This week we read of an event that presages the great tragedies of Jewish history. The sin of the ten spies led the Children of Israel to reject the Land of Israel, which G-d had committed to giving them. As a result, Hashem punished them with thirty-eight years of wandering in the desert. Afterwards, the Jews insisted on reclaiming the Land, which was denied to them for the following generation. They attempted to fix their mistake by belatedly proclaiming their earnest desire to live in Israel and to enter it. However, as Moshe warned them, without Hashem's help and approval, they could not succeed, and many perished in the subsequent battle.
Afterwards, as the Jews began their wanderings, the Torah began to expound on what would become one of the most important and urgent topics in Jewish history: how to maintain a nation and a religion without the Land in which it was meant to be.
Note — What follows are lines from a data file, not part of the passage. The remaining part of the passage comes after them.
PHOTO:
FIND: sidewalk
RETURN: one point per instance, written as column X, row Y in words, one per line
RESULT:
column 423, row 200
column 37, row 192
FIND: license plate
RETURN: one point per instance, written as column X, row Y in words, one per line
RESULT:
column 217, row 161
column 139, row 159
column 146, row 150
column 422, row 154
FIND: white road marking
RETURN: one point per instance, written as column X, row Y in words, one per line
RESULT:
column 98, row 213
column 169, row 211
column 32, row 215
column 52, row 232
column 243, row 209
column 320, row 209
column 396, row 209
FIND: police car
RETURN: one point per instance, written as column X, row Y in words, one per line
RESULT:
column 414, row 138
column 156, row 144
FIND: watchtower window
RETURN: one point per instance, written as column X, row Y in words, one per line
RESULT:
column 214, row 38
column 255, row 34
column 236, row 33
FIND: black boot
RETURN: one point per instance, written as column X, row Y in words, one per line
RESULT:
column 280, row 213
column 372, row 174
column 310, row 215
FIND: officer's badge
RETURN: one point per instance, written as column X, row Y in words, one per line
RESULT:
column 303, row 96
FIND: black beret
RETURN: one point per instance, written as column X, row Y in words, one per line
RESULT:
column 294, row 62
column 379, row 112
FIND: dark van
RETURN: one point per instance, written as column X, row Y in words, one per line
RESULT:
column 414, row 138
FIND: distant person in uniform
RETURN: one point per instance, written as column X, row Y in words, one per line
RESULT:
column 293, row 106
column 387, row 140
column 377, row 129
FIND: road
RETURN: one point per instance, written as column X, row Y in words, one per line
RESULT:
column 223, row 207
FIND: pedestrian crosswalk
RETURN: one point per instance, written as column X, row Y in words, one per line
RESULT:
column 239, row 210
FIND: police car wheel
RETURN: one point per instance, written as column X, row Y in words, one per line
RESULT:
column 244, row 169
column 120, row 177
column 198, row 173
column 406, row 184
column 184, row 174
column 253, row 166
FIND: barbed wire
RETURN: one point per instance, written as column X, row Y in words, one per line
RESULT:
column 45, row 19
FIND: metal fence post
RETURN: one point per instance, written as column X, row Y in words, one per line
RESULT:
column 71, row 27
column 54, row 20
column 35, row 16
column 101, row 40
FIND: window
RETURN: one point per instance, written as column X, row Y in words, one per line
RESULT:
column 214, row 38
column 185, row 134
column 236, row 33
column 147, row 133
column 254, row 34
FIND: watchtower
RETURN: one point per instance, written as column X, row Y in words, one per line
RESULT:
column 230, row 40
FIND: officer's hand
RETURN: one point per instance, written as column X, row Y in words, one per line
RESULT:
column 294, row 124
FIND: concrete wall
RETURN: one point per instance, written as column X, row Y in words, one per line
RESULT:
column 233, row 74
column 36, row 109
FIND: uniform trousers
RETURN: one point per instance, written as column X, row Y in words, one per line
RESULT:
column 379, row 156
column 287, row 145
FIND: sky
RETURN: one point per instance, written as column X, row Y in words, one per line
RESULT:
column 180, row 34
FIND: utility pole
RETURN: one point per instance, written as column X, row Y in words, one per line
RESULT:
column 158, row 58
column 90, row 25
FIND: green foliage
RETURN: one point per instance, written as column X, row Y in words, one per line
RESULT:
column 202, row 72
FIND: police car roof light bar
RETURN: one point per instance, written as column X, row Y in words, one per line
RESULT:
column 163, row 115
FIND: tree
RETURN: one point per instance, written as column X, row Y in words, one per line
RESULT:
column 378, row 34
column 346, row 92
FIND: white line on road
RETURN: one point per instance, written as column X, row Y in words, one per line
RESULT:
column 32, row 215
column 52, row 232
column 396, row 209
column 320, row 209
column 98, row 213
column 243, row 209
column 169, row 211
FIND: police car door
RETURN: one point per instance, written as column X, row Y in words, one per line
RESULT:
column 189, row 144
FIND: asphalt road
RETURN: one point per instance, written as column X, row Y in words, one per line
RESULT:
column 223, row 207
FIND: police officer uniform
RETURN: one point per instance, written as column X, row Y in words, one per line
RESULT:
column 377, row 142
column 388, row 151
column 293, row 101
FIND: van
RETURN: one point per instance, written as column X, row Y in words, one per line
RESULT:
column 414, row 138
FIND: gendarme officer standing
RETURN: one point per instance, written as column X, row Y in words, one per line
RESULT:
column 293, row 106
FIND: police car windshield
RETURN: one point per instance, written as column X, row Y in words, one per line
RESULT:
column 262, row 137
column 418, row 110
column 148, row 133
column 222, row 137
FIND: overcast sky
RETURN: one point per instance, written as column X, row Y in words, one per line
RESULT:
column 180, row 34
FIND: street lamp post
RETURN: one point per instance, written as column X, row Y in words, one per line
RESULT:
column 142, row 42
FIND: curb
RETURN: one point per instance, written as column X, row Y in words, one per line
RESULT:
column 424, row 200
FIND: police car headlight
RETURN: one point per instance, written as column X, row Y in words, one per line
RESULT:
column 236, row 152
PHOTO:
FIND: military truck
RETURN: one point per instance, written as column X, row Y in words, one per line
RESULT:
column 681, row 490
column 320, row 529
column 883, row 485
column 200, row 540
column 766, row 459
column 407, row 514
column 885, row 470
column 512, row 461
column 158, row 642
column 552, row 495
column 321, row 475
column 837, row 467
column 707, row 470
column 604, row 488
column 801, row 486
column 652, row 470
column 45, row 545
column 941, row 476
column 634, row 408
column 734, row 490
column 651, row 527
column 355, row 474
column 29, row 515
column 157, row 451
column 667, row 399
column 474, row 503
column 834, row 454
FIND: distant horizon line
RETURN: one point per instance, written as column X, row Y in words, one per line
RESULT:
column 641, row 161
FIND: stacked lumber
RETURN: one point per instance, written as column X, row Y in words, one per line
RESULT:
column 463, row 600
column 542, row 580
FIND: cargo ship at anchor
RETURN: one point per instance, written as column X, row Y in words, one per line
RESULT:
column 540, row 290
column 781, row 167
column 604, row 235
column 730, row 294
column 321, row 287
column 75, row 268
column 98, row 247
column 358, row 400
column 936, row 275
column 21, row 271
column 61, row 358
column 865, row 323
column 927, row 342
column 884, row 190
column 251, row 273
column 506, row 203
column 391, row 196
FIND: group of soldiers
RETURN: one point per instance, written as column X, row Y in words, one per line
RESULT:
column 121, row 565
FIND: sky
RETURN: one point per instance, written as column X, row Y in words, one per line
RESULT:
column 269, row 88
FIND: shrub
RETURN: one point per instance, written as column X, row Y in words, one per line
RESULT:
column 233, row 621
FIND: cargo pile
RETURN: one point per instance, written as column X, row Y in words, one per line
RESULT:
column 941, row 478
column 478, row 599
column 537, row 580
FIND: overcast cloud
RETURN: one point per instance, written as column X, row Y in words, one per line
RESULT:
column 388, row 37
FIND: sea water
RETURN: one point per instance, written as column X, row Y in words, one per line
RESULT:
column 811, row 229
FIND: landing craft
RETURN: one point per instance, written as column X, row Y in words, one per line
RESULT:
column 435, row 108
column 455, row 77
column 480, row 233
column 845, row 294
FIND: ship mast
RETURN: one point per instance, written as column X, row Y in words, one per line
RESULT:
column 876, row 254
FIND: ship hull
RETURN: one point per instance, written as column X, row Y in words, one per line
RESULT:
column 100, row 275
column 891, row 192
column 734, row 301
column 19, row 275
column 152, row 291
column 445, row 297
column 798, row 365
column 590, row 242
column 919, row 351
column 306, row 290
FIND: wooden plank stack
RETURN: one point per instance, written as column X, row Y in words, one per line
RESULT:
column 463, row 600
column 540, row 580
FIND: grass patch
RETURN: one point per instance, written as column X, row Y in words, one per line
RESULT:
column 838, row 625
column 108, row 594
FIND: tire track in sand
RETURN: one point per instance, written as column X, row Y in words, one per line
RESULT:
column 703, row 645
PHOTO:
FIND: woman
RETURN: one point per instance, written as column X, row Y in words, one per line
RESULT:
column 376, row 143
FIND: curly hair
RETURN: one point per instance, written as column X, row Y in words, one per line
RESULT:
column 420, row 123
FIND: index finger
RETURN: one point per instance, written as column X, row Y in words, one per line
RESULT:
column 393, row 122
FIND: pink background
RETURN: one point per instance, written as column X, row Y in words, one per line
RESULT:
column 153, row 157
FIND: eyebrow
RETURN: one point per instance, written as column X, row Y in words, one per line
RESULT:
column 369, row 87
The Torah's response to this challenge was that we can maintain the connection to the Land in other ways. Of course, ideally, all the Jewish people would live in Israel. However, in the meantime, our relationship to our Land, our G-d, and our Torah can be sustained without that physical proximity. We do so by discussing the Land and what we will do in it. The Torah immediately begins the arcane discussion of wine libations on the altar in Jerusalem with the phrase: "When you enter the Land...". The Torah assumes that we will eventually arrive there and communicates that we should never lose sight of that. However long an exile might be, ultimately, it comes to an end.
Today we can use the same basic tool. We can maintain our connection to the Land of Israel by talking about it, learning about life there, and imagining what it might be like when all the Jews finally return. Let's follow the news, read Israeli books, watch Israeli TV, and speak to our friends and relatives there. By doing so, we maintain our connection not just to them and the state but to our religion.